Analyst T. Michael Walkley cited proprietary sales surveys in a note to investors on Tuesday, a copy of which was provided to AppleInsider. Specifically, the data suggests that sales of both the iPhone 5s and the iPad Air, the flagship versions of Apple's two most popular product lines, were "strong" this holiday season.

Walkley has projected that Apple sold 54 million iPhones in the December quarter, representing a 13 percent year over year increase, along with 24.8 million iPads, good for 8 percent growth from a year prior.

Together, that would be nearly 80 million iOS devices — and that doesn't even include the iOS-powered iPod touch, which historically has accounted for more than half of all iPod sales in any given quarter.

iPad Air

Walkley anticipates that Apple had a sales mix of roughly 2:1 between the premium iPhone 5s and the mid-range iPhone 5c. He sees that resulting in an average selling price near $620 for Apple's smartphone lineup.

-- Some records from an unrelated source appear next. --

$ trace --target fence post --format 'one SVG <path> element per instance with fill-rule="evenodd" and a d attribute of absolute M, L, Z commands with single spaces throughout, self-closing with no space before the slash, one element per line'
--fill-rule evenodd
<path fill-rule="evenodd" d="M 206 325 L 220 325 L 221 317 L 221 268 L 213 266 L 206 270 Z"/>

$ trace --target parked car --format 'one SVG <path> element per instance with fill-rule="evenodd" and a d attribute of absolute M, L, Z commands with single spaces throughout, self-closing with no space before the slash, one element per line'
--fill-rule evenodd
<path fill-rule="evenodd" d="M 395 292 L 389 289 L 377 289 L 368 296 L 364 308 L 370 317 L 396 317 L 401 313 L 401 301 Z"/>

Actual iOS device sales will be revealed by Apple in less than two weeks, on Jan. 27, when the company will officially announce earnings for its fiscal first quarter of 2014, a three-month span that concluded at the end of December. That period marked the first full quarter of availability of the iPhone 5s and iPhone 5c, and also saw the launch of the iPad Air and iPad mini with Retina display.

For the currently in progress March quarter, Walkley sees iPhone sales easing seasonally to 42.1 million — a number he said could prove conservative if Apple's launch on China Mobile, the world's largest carrier, proves to be a significant success. For calendar 2014, the analyst projects that Apple will sell a total of 180.4 million units.

While he's bullish on Apple and has maintained a $600 price target with a "buy" recommendation, Walkley came away from last week's Consumer Electronics Show unimpressed with the prospects for competing smartphones running the Android platform headed into 2014.

"With each new high-end smartphone introduction featuring a slightly fast processor, slightly better graphics, marginally better camera, slightly thinner form factor, and slightly bigger screen, we walked away from CES essentially unable to distinguish what was new or different about any of the essentially identical looking LTE Android smartphones introduced," he wrote.

As a result, he expects high-end smartphone sales in 2014 will continue to be dictated by ecosystem and brand rather than hardware. Apple and Samsung, which control the lion's share of premium smartphone sales, are predicted to remain on top, while competing handset makers fight over the scraps.